Trois films japonais étaient projetés en avant-première à Annecy avec, en toile de fond, la prise de conscience sociale et politique que peut provoquer le cinéma d’animation chez le spectateur : d’abord, Gen d’Hiroshima (adapté d’un manga de Keiji Nakazawa, l’un des premiers édités en France au début des années 80), puis Nagasaki 1945 The Angelus Bells et enfin Nausicaä, la Vallée du Vent (les spectateurs français devraient pouvoir découvrir ce film sur les salles obscures en août prochain, 22 ans après leurs homologues japonais !). Ces oeuvres mettent en évidence les ravages que l’être humain est capable d’infliger tant à la nature qu’à ses semblables. Elles tentent, à leur manière, d’adresser un message de vigilance et de paix aux jeunes générations.

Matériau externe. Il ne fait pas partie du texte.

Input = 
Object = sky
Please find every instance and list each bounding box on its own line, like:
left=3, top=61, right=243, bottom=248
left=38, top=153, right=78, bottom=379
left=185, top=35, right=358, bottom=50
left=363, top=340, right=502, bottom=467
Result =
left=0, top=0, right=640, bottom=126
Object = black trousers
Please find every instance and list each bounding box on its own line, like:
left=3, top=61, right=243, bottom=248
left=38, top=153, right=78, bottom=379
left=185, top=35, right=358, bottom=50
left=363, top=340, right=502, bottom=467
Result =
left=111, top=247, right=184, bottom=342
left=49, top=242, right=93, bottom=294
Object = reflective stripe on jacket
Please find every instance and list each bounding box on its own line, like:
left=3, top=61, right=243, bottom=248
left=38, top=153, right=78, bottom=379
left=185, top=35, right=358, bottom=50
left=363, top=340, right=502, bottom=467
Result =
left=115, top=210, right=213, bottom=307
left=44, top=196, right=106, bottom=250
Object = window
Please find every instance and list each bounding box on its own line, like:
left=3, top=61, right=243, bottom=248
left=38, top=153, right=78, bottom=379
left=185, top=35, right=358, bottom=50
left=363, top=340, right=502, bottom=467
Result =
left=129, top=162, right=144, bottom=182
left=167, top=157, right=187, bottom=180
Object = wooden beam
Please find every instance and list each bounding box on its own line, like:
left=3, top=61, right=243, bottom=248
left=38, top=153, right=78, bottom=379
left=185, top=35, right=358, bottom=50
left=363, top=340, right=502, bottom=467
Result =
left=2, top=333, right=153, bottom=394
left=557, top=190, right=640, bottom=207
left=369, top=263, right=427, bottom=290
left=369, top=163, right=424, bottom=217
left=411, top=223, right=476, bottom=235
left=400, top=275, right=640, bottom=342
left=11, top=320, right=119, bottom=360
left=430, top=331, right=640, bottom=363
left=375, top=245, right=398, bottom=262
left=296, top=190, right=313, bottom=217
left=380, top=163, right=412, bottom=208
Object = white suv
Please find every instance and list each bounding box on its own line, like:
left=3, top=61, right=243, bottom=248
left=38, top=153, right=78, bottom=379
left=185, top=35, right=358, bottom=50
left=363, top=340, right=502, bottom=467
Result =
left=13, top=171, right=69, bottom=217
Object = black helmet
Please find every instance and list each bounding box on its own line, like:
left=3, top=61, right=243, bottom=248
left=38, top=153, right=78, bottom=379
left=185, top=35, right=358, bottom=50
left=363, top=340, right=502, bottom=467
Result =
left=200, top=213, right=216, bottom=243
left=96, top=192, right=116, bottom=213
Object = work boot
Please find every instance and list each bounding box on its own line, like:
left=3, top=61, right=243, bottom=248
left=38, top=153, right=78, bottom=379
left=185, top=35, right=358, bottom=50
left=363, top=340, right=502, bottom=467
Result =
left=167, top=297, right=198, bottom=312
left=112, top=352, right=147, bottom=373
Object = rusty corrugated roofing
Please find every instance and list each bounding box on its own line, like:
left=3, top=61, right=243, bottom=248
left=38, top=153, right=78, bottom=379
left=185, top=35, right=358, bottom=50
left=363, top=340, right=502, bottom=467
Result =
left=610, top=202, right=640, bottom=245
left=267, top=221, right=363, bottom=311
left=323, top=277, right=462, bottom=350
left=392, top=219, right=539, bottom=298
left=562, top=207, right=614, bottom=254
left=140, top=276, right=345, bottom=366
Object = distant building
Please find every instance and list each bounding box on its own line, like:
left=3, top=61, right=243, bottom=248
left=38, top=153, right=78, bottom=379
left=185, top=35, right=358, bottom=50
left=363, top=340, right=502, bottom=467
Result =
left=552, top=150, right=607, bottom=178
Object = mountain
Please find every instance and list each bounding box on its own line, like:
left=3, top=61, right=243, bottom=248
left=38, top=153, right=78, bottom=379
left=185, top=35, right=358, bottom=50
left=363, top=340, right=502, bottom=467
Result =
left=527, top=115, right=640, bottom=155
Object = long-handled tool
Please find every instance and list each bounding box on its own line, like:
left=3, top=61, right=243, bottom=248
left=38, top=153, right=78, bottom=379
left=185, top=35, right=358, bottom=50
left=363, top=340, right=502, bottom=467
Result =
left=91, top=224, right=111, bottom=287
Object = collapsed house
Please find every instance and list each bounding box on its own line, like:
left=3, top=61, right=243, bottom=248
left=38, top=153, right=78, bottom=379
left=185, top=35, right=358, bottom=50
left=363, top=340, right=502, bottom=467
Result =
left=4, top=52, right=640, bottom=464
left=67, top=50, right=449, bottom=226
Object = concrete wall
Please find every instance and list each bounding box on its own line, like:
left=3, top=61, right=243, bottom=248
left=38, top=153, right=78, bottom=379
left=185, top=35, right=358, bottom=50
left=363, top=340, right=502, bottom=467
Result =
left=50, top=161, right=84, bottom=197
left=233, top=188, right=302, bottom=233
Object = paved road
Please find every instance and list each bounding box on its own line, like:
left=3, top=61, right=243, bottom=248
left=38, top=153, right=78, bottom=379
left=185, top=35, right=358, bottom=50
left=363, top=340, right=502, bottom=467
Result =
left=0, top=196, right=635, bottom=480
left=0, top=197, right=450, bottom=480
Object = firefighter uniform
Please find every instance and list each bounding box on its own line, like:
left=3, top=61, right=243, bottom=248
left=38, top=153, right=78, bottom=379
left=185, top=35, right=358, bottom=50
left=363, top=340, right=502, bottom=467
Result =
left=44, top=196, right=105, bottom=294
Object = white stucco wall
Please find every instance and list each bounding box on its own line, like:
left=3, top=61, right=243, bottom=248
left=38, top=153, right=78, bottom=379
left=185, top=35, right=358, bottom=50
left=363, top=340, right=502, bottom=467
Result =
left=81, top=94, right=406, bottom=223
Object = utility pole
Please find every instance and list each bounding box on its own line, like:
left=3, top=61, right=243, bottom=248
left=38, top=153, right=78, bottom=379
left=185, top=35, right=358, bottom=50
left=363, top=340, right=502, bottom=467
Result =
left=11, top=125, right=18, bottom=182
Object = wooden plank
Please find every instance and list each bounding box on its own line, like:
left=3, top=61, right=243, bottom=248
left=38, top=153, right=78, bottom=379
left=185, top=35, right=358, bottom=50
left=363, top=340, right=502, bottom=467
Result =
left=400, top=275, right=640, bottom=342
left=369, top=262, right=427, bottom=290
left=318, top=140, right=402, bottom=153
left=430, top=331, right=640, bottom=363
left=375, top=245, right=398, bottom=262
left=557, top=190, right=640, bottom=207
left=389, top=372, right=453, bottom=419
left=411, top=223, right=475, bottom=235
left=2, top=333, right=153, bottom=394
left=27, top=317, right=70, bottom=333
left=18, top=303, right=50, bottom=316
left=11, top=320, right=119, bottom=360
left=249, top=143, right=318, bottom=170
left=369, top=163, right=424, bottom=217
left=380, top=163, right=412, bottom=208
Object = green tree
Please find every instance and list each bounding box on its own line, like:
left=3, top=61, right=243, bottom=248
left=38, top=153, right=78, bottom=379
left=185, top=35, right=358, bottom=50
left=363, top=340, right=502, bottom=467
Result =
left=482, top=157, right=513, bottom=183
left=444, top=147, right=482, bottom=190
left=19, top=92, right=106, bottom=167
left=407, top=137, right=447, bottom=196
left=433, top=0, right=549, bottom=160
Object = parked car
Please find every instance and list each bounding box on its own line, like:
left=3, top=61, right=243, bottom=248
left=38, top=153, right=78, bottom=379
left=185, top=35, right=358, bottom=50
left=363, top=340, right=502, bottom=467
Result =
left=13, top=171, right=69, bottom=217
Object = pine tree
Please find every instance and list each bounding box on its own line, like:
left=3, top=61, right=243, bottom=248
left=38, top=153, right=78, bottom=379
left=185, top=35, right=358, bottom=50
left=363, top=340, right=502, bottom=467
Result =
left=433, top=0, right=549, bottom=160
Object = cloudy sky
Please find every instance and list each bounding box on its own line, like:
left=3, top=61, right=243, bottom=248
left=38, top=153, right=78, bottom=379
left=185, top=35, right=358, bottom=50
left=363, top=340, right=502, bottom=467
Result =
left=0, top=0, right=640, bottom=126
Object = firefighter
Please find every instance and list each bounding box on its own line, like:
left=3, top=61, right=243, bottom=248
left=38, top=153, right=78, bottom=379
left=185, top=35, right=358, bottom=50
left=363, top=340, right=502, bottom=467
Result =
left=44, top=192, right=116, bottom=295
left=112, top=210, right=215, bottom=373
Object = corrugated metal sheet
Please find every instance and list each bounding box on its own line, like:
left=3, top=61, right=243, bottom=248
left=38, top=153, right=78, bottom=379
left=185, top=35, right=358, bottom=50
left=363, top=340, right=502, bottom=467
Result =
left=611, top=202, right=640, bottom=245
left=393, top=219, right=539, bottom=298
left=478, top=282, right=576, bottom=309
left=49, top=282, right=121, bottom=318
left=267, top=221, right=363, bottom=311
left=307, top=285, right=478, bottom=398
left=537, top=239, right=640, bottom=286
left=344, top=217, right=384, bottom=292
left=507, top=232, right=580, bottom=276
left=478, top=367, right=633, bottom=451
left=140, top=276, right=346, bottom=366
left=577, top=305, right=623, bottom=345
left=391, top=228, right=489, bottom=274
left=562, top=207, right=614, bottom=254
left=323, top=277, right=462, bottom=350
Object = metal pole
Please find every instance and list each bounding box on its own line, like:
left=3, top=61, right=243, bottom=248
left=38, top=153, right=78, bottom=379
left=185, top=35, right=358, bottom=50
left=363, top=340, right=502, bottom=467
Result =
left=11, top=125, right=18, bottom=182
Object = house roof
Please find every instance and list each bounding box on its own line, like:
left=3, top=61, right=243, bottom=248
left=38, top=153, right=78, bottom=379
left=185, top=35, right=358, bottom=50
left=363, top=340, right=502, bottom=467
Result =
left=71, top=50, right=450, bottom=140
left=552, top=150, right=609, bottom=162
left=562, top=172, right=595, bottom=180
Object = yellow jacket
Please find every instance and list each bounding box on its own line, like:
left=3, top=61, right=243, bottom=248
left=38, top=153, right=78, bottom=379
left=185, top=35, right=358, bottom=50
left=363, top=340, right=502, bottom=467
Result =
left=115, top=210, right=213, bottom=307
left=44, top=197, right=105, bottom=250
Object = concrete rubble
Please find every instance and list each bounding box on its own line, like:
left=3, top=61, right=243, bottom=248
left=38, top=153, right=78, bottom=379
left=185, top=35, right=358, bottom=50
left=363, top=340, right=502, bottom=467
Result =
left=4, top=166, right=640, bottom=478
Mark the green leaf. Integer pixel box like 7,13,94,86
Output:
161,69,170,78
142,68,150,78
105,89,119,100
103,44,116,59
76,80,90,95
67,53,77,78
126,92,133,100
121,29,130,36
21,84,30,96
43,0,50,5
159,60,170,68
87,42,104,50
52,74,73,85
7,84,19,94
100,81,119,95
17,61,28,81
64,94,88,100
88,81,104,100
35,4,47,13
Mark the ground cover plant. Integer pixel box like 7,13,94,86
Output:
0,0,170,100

Pour clore cette parenthèse dédiée aux avant-premières, signalons que le nouveau long-métrage de Michel Ocelot, Azur et Asmar, était lui aussi de la partie.
Des courts remplis d’émotions
Evoquons maintenant la catégorie la plus réjouissante, celle des courts-métrages. D’abord, une constatation : les différents programmes étaient très hétérogènes, ce qui a certainement nui à la partialité du prix du Public. Pour mieux comprendre les raisons d’une telle analyse, un bref rappel concernant le mode d’attribution de cette distinction s’impose : à la fin de chaque séance, le public est invité à voter pour le film qu’il a préféré ; c’est ensuite le film ayant recueilli le plus de suffrages qui emporte la mise. Les courts diffusés dans le cadre du programme 1 étaient très lourds (avec notamment la diffusion de Flesh, oeuvre choc d’Edouard Salier, qui voit des centaines d’avions s’écraser sur des gratte-ciels porteurs d’images pornographiques… symbole de la guerre dans laquelle notre monde semble s’enferrer). Dans cette programmation très noire, Dreams and Desires – Family Ties (de Joanna Quinn) faisait exception et apportait une bouffée d’humour. Sans remettre en cause la qualité évidente de cette oeuvre, les prix qu’elle a reçus (au nombre de trois !) sont certainement un peu trop nombreux en regard du reste de la sélection. On regrette ainsi que des titres tels que Printed Rainbow (par ailleurs primé dans le cadre de la Semaine de la Critique à Cannes 2006, de l’Indien Gitanjali Rao), Novecento : pianiste (de Sarah Van den Boom) ou encore Aldrig som första gangen! (de Jonas Andel, une magnifique illustration de ce que l’animation peut apporter au film documentaire, sachant que cette oeuvre met en images le témoignage de quatre personnes racontant leur première fois) n’aient bénéficié d’aucun coup de projecteur.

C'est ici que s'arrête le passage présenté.